Does app usage lead to cross-channel transactions such as store foot traffic or web based fulfillment?

Retailers deploy mobile apps to enable enhanced shopping experiences and sometimes with the purpose to drive foot traffic to their stores.

Where are users before, during and after they use an app? Business owners can use information about where their apps are being used and where they are being the most effective to tune the user experience and maximize impact.

Is your store locator app used most in the vicinity of your store, or most in the vicinity of your competitors’ stores? Do users follow through and walk into your store after using the store locator app, the catalog app…?

Is there a pattern to where users are when they access a gas station app? Are they in the vicinity of a gas station and trying to find the cheapest gas? Are they trying to find the gas vendor to whose rewards program they belong? Are they in a rural setting and looking for the closest gas station?

Location information provides the app developer and service provider with context to answer questions that help chart a customer’s journey of interacting with the service provider across multiple channels and across multiple locations, allowing the identification of patterns that signify and impact the customer’s search, discovery, decision and transaction.

Business owner should be asking questions like:

  • Where are the users before and after they use the app?
  • Are users using the apps in the vicinity of retail stores? How close are they to the stores?
  • Are the users using the apps in the vicinity of competitor stores? How close are they to the stores?
  • Do users use apps and then walk into the stores? Vice versa?
  • Do multiple users use the app in the vicinity of a single store?


Are online or mobile channels increasing? How do my business channels impact and improve transactions on neighboring channels?

The hypothesis is that the multiple channels of your business are symbiotic.

Does enabling one channel cannibalize, harm or improve business on other channels? Is your mobile app driving more traffic to your store… to your web site?

A powerful example of enabling business with apps, and the impact across their channels comes from Walgreens. The pharmacy chain made mobile technology a key part of its strategy and finds that half of the 12 million visits a week to its numerous online sites come from mobile devices. Additionally, Walgreens indicates that the customers who engage with Walgreens in person, online and via mobile apps spend six times more than those who only visit stores.

Some questions for business owners to ask about their channels include:

  • What is my strongest channel?
  • For multi channel transactions
    Do transactions transcend multiple channels – that is, do users channel hop?

    • Which channel is responsible for starting most transactions?
    • Which channel is responsible for successfully completing most transactions?
    • Which channel is responsible for most abandoned transactions?
  • How and what does each channel contribute to the users’ needs towards driving improved experience and transactions?

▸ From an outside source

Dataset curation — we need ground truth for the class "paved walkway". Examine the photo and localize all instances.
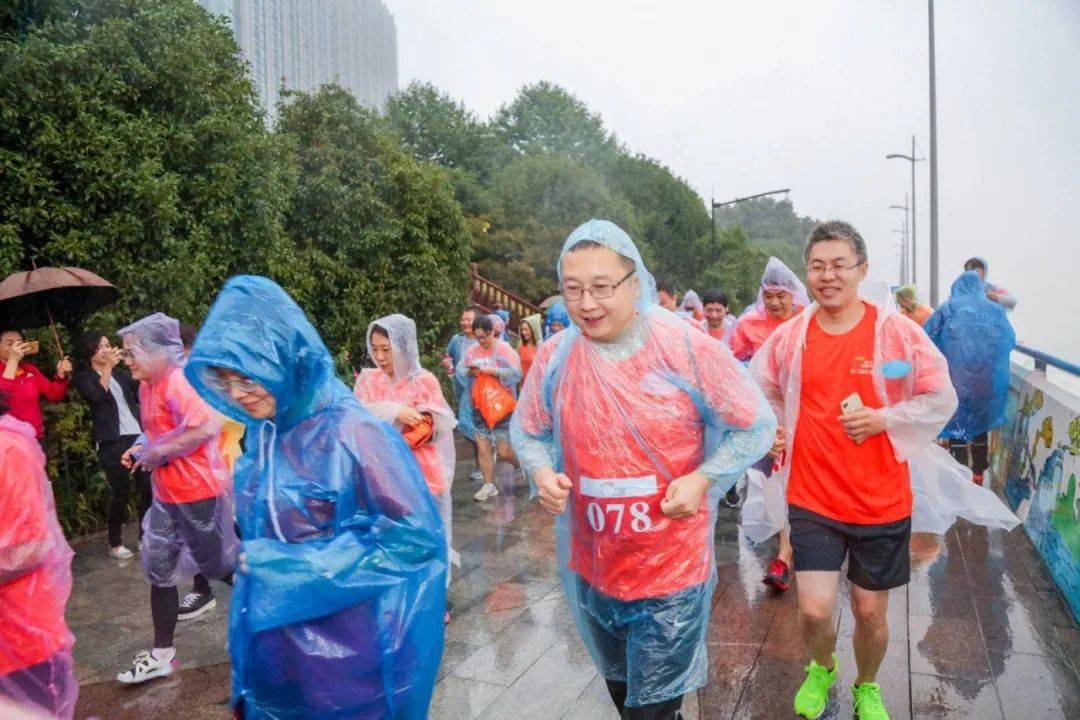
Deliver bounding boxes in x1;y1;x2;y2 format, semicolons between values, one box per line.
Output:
68;446;1080;720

TLC for the User Experience

Consumers today are “always addressable”. We are increasingly surrounded by digital screens, which make us reachable at anytime, in anyplace and on any device. This leads to a new type of problem and opportunity that I like to call “screen optimization.”

Screen optimization is the opportunity and the ability of a service provider to optimize the message and content delivered according to the user’s context – time, location, channel, and position in their journey.

  • Adjust and adapt a user’s experience to their context and screen across the various digital touch points on the customer’s journey
  • Adapt the content delivered to a user’s surrounding screens (mobile device to highway billboards) according to the user’s context
  • Provide a personalized, mobile-centric experience that enables a user to orchestrate their multi-channel experience successfully
  • Enable a user to enter and experience the appropriate channel given their stage in the journey of interaction and transaction with your business

So, apply a little TLC to your data and analytics and create better, customized, personalized products, services and experiences for consumers.